The year’s jolliest season can also be the most dangerous. Cybercriminals don’t take holidays and are known to be more aggressive when people are thinking about Christmas, shopping, and eating.
Here’s Why ‘Tis The Most Vulnerable Time of The Year
In 2023, online holiday sales reached $222.1 billion in the US alone. The boost in sales around the holidays attracts threat actors who want to take advantage of the increase in online transactions. According to SIRP, ransomware attacks surged 30%, and phishing attacks increased 35% during the 2023 holiday season.
The spike in digital transactions and the rush to get things done create the perfect storm for cyberattacks. When people rush to finish the tasks on their long holiday to-do lists, it can be difficult to notice misspelled email addresses or weird characters in URLs. People also feel more generous this time of year, and cybercriminals exploit this willingness to share with fake charity campaigns.
Cybercriminals also know that most offices operate with a skeleton workforce during the holidays, especially around the Christmas break. As a result, IT teams are stretched thin, and experts may be on leave, making it take longer to respond to issues.
The 4 Most Common Holiday Season Cyberattacks
Here are the most common cyber threats that spike during the holiday period.
Holiday Phishing
Emails about fake promotions and those about a “special gift” mimicking popular brands abound during the holidays. These emails are peppered with URLs for pages that will harvest your PII (personally identifiable information).
Threat actors might also confuse you with an order confirmation email for something you did not buy and ask you to click a link to see details about the order. Also, be wary of that email with the year-end invoice attachment that uses an unusual file extension and many other types of holiday-focused mail fraud. It’s attempting to trick you into downloading a malicious file or sending money to a bogus bank account.
Typosquatting
Also known as URL hijacking, this is when cybercriminals register a common misspelling of an already established URL for a legitimate business. It becomes more effective this time of year as people are more distracted and often rush to get their shopping done, so they might misspell the URL or not bother to check the URL of the sites they visit. These bogus sites will steal payment information and other PII.
Christmas Smishing
That text message about a shipping update or those informing you that there was “an issue with your delivery” might be something you’d open right away if you recently ordered online, but it can be from someone who wants to steal your information. Authorities are warning against text scams that ask customers to “update delivery preferences” or schedule a “redelivery of a package” for a delayed delivery because of an incorrect address.
Holiday DDoS and Ransomware Attacks
Distributed denial-of-service (DDoS) is also common around this time of year. High traffic volume puts a strain on networks, and attackers take advantage by flooding the server with even more web traffic, making it unavailable to customers.
Some may be done by a competitor trying to shut down another business and drive more customers to their site. Others are by cybercriminals installing ransomware on servers, essentially taking the operations hostage to force the business to pay. It could cost the business millions and damage customers’ trust.

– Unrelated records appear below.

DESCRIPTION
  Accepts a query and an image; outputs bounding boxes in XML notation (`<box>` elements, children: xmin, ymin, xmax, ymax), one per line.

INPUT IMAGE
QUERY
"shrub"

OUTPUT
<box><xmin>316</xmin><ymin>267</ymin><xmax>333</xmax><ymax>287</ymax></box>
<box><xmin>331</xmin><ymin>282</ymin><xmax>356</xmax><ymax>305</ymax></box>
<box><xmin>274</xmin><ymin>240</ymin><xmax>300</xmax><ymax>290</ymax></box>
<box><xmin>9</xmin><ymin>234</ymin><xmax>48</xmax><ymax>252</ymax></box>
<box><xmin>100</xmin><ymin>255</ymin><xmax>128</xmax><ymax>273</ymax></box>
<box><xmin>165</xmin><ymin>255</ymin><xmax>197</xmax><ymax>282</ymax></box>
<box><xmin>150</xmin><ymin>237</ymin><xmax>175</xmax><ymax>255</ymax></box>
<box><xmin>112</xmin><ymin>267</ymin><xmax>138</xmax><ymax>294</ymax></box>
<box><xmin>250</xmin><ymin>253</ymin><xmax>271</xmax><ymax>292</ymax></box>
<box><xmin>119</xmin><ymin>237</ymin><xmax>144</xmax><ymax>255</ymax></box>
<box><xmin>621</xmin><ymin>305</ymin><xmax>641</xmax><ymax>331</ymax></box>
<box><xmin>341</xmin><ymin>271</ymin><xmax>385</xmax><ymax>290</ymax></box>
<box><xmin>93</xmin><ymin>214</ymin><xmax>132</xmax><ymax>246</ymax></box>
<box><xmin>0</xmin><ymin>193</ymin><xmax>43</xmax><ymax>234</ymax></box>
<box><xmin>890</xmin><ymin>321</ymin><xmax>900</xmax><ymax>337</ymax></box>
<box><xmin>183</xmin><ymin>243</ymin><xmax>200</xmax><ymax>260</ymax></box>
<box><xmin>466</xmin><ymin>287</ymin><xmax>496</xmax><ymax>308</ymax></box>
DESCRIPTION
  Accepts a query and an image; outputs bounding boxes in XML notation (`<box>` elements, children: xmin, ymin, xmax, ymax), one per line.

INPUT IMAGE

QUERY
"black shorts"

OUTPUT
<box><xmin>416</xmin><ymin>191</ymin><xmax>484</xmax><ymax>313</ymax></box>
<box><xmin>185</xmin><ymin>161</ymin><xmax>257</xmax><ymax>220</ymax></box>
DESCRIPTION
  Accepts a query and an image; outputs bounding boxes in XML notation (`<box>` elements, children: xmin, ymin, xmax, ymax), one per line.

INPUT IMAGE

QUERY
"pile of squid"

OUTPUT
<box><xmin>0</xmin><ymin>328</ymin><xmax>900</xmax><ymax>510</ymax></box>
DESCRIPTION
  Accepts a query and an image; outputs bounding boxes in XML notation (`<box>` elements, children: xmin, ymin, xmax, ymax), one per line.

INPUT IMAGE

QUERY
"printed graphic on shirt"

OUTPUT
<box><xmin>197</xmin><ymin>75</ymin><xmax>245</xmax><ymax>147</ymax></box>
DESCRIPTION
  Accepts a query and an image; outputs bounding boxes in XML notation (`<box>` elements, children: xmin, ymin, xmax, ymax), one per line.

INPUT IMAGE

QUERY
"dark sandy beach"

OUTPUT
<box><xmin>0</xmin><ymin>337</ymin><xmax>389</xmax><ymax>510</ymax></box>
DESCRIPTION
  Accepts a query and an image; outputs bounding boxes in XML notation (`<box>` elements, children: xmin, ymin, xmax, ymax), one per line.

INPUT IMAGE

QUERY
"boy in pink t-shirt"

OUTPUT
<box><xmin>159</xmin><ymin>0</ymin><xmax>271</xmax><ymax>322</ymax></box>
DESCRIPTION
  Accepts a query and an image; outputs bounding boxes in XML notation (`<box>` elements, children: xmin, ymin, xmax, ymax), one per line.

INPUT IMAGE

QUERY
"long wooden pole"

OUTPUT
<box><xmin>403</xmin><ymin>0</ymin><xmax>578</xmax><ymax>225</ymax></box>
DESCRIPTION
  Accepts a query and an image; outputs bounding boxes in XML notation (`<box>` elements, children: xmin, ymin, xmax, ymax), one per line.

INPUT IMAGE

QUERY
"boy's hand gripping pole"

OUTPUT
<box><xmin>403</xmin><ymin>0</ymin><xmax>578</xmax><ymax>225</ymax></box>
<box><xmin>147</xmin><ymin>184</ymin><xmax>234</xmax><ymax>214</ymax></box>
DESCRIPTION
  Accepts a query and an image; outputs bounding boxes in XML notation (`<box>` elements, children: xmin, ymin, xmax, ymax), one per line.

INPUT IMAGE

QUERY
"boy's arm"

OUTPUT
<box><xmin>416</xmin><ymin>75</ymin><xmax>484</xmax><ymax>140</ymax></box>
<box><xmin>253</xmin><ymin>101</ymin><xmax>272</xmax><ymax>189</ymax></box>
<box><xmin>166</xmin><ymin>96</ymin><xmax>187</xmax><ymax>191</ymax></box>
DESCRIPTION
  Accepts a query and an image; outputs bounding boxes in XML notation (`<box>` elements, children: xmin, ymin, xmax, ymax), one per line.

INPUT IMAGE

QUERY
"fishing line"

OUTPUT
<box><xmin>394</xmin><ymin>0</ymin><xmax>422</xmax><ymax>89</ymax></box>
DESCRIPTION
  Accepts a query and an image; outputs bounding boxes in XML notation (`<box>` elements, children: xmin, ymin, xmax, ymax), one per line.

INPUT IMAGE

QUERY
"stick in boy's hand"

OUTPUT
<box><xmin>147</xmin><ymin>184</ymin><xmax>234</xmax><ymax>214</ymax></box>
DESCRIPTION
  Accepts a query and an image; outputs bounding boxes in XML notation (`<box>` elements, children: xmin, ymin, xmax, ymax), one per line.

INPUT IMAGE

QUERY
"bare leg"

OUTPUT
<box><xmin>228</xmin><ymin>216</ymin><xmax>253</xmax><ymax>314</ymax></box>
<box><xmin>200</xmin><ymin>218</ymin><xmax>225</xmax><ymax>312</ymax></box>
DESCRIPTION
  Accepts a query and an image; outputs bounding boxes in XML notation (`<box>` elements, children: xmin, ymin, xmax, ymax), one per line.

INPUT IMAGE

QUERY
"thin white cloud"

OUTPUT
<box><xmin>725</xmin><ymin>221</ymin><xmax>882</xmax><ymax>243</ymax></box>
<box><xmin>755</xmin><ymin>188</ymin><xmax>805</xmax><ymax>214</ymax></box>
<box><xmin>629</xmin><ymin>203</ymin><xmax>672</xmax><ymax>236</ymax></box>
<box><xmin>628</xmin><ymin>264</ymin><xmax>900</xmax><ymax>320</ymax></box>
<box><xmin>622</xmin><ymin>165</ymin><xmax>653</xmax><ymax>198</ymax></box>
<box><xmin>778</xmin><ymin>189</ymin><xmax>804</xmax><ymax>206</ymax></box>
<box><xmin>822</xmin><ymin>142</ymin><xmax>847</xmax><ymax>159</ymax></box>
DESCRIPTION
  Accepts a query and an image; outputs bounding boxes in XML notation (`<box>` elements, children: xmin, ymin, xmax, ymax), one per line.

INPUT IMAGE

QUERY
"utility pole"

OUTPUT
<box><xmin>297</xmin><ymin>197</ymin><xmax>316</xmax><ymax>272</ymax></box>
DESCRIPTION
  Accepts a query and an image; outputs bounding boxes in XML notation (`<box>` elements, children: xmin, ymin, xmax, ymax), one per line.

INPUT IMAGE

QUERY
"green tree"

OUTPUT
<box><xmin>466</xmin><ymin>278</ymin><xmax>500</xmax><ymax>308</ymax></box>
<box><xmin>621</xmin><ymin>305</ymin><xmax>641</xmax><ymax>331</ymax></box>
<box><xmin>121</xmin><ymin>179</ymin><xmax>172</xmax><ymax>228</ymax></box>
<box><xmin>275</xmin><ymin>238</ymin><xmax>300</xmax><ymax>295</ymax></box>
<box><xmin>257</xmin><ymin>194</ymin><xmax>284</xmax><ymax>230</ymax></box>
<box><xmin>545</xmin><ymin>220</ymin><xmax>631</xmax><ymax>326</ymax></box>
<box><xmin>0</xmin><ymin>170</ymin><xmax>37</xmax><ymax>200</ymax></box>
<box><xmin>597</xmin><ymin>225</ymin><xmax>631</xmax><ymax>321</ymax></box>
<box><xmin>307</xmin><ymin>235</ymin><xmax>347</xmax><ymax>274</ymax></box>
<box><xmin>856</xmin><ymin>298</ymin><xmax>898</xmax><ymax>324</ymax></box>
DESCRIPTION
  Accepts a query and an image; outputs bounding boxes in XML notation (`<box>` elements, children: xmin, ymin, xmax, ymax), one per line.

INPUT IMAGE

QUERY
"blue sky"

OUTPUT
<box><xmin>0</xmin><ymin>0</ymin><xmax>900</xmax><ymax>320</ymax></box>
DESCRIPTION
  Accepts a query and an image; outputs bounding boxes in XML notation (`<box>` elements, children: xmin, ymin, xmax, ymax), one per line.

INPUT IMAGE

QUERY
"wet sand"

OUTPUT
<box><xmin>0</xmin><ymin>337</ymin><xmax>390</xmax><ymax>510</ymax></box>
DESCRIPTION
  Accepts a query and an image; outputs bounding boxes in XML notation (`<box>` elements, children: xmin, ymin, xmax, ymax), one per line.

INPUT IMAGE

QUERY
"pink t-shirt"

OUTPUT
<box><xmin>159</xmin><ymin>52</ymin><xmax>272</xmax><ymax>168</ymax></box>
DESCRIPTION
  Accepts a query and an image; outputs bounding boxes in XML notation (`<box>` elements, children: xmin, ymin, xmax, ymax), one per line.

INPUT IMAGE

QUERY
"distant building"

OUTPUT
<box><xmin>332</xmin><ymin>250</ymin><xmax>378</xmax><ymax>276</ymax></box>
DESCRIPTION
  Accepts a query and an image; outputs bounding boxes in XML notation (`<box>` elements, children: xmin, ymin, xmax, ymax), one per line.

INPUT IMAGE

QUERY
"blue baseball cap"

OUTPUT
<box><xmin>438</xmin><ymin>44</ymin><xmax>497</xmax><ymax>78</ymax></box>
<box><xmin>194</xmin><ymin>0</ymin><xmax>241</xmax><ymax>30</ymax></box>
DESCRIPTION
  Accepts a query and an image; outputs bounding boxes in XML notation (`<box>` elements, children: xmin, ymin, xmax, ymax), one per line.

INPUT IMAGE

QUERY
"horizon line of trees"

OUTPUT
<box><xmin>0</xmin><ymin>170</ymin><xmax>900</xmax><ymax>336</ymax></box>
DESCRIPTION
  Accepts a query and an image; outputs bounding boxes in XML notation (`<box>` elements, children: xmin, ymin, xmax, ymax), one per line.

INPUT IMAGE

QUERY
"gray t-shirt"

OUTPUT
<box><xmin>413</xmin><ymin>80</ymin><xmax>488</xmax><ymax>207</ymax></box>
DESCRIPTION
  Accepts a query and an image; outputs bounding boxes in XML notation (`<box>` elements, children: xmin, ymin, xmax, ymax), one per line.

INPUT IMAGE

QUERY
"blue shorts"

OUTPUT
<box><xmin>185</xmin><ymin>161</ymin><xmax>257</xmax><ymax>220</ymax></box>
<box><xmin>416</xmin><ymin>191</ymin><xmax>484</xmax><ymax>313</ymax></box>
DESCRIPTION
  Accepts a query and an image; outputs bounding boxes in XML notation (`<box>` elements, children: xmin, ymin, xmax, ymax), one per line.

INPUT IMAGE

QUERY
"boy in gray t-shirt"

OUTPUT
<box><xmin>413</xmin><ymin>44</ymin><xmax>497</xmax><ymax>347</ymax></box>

At other times, hackers have knocked gaming networks like Xbox Live offline on Christmas Day just to mess with people unwrapping shiny new consoles. Unfortunately, when a business is targeted with ransomware, there is little you can do.

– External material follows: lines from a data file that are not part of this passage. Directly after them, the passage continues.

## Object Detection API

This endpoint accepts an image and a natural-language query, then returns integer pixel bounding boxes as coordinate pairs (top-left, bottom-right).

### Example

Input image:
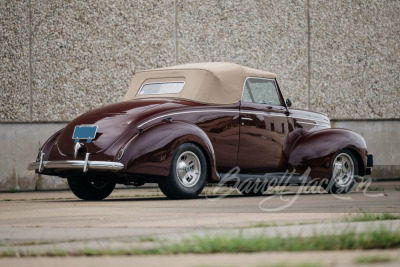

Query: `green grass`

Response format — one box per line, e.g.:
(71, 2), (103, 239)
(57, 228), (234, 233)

(164, 229), (400, 254)
(346, 212), (400, 222)
(354, 255), (395, 264)
(0, 228), (400, 257)
(246, 222), (278, 228)
(139, 236), (158, 242)
(367, 187), (385, 191)
(254, 261), (324, 267)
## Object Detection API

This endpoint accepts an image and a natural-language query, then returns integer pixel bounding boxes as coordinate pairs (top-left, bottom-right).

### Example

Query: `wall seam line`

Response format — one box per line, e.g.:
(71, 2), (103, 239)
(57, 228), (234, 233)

(174, 0), (178, 65)
(28, 0), (33, 121)
(307, 0), (311, 110)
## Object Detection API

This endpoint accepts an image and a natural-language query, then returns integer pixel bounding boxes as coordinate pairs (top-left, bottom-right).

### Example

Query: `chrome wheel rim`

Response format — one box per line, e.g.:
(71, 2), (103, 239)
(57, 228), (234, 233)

(176, 151), (201, 187)
(332, 153), (354, 187)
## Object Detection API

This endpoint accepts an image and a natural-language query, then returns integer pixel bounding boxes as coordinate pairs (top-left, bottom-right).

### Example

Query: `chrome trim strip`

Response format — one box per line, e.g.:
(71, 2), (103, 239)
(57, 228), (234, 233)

(240, 117), (253, 121)
(28, 159), (124, 171)
(83, 153), (90, 172)
(240, 111), (288, 118)
(138, 109), (239, 128)
(136, 81), (186, 96)
(289, 116), (330, 124)
(137, 109), (330, 128)
(38, 152), (44, 173)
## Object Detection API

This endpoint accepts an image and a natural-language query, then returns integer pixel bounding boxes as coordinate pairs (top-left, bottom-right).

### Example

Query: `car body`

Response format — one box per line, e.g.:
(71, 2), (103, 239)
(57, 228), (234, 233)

(28, 63), (372, 199)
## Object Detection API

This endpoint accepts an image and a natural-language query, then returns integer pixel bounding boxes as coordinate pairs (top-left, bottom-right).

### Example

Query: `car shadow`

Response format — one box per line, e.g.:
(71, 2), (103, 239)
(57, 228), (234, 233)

(53, 192), (368, 203)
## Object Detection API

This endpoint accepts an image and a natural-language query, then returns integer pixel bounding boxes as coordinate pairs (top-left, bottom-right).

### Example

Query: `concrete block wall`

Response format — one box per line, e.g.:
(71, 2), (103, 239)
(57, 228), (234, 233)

(0, 0), (400, 189)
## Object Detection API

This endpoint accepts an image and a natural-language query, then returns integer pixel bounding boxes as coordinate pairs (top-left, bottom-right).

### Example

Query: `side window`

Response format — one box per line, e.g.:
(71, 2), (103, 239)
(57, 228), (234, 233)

(242, 78), (282, 106)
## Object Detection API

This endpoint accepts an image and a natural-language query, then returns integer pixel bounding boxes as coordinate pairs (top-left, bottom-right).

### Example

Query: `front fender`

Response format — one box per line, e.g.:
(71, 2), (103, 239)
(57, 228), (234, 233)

(288, 129), (367, 180)
(120, 121), (219, 180)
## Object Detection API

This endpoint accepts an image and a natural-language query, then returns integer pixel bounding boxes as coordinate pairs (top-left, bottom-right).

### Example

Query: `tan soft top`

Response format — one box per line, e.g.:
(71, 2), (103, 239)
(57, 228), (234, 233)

(124, 62), (276, 104)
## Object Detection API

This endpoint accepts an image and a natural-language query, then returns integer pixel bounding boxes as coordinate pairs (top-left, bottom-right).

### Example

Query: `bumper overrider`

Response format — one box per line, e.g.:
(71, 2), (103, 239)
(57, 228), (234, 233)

(28, 153), (124, 173)
(365, 154), (374, 175)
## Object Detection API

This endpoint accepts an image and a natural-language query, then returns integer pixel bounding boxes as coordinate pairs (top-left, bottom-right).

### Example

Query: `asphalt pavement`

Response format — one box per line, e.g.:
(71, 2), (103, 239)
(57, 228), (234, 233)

(0, 181), (400, 266)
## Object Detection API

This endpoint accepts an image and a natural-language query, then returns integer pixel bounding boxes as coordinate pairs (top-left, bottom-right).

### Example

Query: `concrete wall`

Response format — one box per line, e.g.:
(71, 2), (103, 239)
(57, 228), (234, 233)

(0, 0), (400, 191)
(0, 123), (68, 191)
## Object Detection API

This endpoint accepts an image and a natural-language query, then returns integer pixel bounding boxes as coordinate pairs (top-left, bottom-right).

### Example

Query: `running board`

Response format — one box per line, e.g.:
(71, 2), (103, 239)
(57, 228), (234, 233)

(219, 172), (311, 186)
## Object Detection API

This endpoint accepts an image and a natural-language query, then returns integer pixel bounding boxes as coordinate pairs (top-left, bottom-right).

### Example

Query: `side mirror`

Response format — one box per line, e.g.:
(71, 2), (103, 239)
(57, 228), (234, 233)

(286, 98), (292, 108)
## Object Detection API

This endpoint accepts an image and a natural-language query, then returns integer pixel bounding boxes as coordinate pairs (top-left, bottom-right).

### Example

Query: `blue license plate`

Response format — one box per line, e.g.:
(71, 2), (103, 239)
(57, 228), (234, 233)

(72, 125), (97, 143)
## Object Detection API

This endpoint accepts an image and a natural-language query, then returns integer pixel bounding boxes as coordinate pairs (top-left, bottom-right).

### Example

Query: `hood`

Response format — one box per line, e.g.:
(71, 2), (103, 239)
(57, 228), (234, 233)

(57, 100), (194, 156)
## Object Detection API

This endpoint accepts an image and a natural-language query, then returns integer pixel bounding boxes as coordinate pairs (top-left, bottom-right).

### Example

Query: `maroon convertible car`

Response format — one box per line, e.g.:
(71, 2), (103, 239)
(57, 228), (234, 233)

(28, 63), (372, 200)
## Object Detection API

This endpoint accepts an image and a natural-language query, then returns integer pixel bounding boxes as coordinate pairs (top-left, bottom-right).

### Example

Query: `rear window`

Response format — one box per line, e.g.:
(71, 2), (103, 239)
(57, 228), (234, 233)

(138, 82), (185, 95)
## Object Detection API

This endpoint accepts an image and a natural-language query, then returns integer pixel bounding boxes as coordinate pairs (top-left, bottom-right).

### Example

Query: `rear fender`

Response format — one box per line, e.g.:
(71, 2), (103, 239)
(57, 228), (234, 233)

(288, 129), (367, 180)
(120, 121), (219, 181)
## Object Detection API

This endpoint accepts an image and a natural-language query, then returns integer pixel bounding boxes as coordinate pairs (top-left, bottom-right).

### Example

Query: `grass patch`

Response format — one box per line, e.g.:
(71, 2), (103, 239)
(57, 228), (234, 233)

(354, 255), (395, 264)
(0, 228), (400, 257)
(164, 229), (400, 254)
(139, 236), (158, 242)
(346, 212), (400, 222)
(254, 261), (324, 267)
(367, 187), (385, 191)
(246, 222), (278, 228)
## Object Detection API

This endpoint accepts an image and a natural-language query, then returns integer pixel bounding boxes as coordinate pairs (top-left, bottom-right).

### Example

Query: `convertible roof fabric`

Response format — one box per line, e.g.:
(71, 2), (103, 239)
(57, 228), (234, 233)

(124, 62), (276, 104)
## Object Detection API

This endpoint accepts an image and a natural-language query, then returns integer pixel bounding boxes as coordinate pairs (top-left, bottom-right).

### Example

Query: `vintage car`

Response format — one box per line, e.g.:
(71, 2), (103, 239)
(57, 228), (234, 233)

(28, 63), (372, 200)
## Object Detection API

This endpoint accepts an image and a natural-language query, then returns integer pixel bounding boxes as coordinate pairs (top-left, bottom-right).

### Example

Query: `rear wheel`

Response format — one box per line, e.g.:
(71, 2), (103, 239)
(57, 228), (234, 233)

(324, 149), (358, 194)
(67, 177), (116, 200)
(158, 143), (207, 199)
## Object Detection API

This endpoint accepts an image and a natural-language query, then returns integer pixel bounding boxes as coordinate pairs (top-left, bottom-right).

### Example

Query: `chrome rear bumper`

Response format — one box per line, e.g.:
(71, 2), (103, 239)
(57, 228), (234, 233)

(28, 154), (124, 173)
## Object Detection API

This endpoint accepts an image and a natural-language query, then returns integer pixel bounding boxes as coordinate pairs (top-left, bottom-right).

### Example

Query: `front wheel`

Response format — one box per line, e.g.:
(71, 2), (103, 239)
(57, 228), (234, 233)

How You Can Protect Yourself
The first thing you need to do is slow down and pay attention. Criminals will try to distract you because they know you are juggling multiple things around this time of the year. Check before you open emails, click links, and visit websites. Hovering over email links will help you see the URL at the bottom left of your browser before you click. If the email link doesn’t look right, don’t open the link. Next, check the characters in that URL. A misspelled company name or a weird character added in there might mean this is not the legitimate business site you want to transact with. Check the sender’s email address, too.
Before ordering from an online business, read reviews and check conversations in forums, as some victims will often post about their experience to warn others. Before giving your payment information, ensure the site is safe and legit. Furthermore, receiving order status updates not linked to a specific order or order number indicates a general smishing message sent to numerous people.
Finally, an urgent call to action or threatening language in an email or text urging you to click or call a number immediately creates a sense of urgency designed to make you act before you think. Double-check by calling the company directly.